Where had he come from?

She blinked a few times to focus. The blond man looked at her, and his face took on an expression from stern and distrustful to friendly, brightened by a beaming smile and a strange light that formed a golden halo over his bright head.

"Hey, there you are at last. It's okay, everything is going to be just fine."

There was a terrible ringing in her ear, as if the bang of the gunshot was still echoing in her head.

"Who are you?" she muttered. Something told her that he was not an angel after all.

"My name is Kaelen and..."

In her sight, behind the boy's back, Darksen appeared all in black, with two belts thrown over his shoulders, crossed on his back. She widened her eyes in horror. She trembled, cringing, pushing Kaelen's hands away and screaming, "Run!"

"Easy now."

She felt his warm hands clenching gently on her wrists. Kaelen sent a furious look to Darksen.

"You did this to her," he ground.

Fairlight grabbed her head. The ringing in her ear after the gun went off right next to her was back. The pain of a cracking temple returned as well.

She thought he had shot her. First he had betrayed so terribly, and then he had squeezed the trigger so ruthlessly.

"Time to go," Darksen said, avoiding her gaze. He reached over his shoulder and took out an Invicta sword.

Kaelen slowly helped her up, and only then did she see a shining portal in the corner of the room. She froze, not understanding anything at all anymore.

"Come on, Fairlight. Let's get out of here." Kaelen offered her a hand.

She didn't accept it, gazing in amazement at the Prince who approached her. He stopped so close that she felt his scent and his strength. He turned the sword handle toward her and said, "I think this belongs to you."

She took the blade from him, afraid that he would hurt her again, and once again she gasped in amazement. It was her sword, the chipped one she had fought with in the cabin in Arizona. She thought she would never see it again.

She furrowed her eyebrows. "You're just giving it to me like that?" she asked quietly, with doubt.

"I'd almost forgotten, one more thing." He reached into his pants pocket and reached out to her with something in his fist. "Whatever it's for, you might still need it."

Fairlight hesitantly took the mysterious object from him. It was enough that she felt its familiar weight and shape, and she didn't even have to look at it to know what it was.

The Jeep's keys.

She held back the laughter and tears that this small, probably already useless item brought out in her.

"I'm not going to thank you," she told him directly in his eyes.

"I know."

"I still hate you."

Darksen smiled crookedly, taking a step back. "Get out of here. May I never see you again. And as for the silentium bracelet..."

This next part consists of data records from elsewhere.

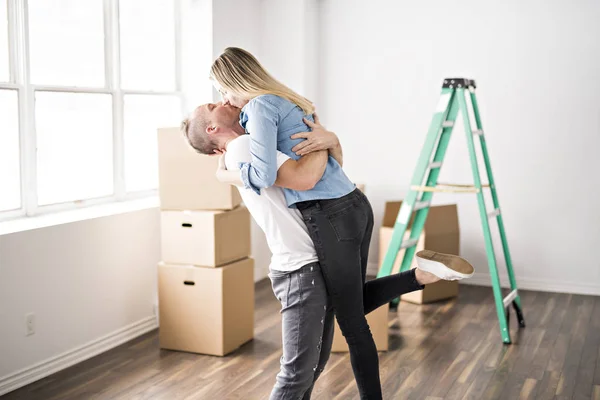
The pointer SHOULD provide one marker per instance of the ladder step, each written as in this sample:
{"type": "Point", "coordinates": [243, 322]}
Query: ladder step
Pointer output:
{"type": "Point", "coordinates": [408, 243]}
{"type": "Point", "coordinates": [494, 213]}
{"type": "Point", "coordinates": [445, 189]}
{"type": "Point", "coordinates": [508, 299]}
{"type": "Point", "coordinates": [419, 205]}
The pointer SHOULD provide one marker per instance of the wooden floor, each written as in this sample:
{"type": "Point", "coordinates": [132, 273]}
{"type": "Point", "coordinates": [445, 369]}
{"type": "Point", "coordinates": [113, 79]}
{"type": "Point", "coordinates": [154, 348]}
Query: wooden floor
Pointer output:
{"type": "Point", "coordinates": [448, 350]}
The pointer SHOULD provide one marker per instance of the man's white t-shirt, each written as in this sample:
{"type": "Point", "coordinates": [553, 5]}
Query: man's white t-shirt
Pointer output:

The door to the hall stood open, almost ripping it off its hinges. Kaelen cursed loudly and grabbed her hand, pulling her towards the portal.

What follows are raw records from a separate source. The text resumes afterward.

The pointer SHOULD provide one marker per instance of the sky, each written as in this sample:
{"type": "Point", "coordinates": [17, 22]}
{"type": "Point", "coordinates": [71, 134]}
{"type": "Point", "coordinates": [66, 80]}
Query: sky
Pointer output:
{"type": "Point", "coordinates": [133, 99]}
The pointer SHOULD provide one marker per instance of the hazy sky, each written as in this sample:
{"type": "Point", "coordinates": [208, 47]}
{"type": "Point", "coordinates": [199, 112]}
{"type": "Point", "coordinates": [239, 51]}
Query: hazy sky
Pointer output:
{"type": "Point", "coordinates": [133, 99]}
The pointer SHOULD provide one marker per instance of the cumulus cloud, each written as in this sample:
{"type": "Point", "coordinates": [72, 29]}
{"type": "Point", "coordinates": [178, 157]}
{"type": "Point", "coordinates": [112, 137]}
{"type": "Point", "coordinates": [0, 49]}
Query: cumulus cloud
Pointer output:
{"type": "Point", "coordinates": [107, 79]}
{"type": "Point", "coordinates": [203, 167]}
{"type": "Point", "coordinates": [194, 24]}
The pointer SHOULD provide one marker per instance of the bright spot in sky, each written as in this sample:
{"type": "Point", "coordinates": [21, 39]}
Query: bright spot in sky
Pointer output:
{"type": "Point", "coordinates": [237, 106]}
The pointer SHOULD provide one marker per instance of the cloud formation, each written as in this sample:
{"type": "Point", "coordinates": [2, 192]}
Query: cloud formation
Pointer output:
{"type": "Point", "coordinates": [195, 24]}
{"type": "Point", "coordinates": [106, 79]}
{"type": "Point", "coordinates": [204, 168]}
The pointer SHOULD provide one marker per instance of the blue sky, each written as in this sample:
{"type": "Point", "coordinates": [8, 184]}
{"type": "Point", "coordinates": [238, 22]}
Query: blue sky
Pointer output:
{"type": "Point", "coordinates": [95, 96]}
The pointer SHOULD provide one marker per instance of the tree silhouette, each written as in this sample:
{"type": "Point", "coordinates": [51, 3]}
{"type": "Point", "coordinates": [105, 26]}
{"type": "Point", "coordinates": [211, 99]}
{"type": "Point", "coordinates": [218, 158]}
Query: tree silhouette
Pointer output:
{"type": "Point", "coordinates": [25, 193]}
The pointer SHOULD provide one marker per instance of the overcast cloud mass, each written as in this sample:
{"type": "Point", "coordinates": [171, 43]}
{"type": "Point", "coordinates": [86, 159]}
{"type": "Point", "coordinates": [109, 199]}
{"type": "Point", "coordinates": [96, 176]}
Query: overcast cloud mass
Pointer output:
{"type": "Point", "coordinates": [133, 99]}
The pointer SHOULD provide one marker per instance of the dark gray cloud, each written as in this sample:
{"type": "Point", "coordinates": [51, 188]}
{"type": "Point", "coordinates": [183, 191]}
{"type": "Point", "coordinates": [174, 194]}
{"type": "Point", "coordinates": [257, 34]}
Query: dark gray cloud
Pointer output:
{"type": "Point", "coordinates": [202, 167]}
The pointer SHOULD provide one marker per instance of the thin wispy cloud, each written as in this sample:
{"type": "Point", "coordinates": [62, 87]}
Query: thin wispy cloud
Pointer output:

Thandor stood rooted in the entryway and looked at the glowing passage, then at the golden-eyed newcomer from God knows where, then at Fairlight, who only moments ago was dead, and at the terrified Prince, whose eyes screamed that they should run right now.

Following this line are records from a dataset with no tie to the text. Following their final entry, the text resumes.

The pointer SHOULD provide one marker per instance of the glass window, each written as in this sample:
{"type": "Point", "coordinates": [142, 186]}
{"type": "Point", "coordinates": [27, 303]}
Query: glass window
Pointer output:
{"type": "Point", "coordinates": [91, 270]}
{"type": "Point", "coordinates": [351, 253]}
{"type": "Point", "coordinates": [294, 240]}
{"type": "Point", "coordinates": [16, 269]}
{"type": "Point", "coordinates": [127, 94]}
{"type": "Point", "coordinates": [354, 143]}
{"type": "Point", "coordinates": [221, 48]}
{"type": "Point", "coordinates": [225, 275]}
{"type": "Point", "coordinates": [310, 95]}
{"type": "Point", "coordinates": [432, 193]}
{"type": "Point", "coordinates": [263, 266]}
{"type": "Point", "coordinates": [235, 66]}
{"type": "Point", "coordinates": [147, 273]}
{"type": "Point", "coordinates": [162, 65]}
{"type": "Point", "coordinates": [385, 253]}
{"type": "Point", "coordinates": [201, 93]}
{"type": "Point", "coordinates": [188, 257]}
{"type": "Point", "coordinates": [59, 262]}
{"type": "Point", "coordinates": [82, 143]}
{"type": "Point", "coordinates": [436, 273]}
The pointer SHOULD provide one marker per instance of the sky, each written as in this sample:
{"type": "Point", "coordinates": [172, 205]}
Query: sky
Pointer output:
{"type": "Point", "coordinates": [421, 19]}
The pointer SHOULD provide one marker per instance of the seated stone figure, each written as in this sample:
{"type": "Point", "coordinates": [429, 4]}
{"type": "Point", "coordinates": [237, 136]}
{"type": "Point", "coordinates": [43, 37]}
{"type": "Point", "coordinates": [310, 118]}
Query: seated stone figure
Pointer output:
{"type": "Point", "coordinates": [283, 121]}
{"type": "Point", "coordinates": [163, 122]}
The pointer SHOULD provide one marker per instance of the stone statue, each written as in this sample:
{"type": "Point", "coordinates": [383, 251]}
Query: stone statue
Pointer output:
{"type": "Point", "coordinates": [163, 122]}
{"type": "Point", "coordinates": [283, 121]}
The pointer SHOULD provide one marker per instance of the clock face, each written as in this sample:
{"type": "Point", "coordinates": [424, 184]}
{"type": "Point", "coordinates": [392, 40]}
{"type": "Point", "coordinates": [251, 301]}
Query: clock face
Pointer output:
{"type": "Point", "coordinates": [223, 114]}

"Oh, Darksen, you were so convincing." The King aimed a piercing look at him, and Fairlight knew that this was not going to end well for the Prince.

She looked over her shoulder at him and couldn't believe her eyes.

He was still smiling crookedly at her, even though there were guards running at him from all sides.

It was too late when she realized what he had just done.

He hadn't harmed her, he'd helped her.

He saved her.

She jumped with Kaelen into the luminous opening.

At last she was free...

And then she heard Darksen's distant scream and the tunnel suddenly ceased to exist.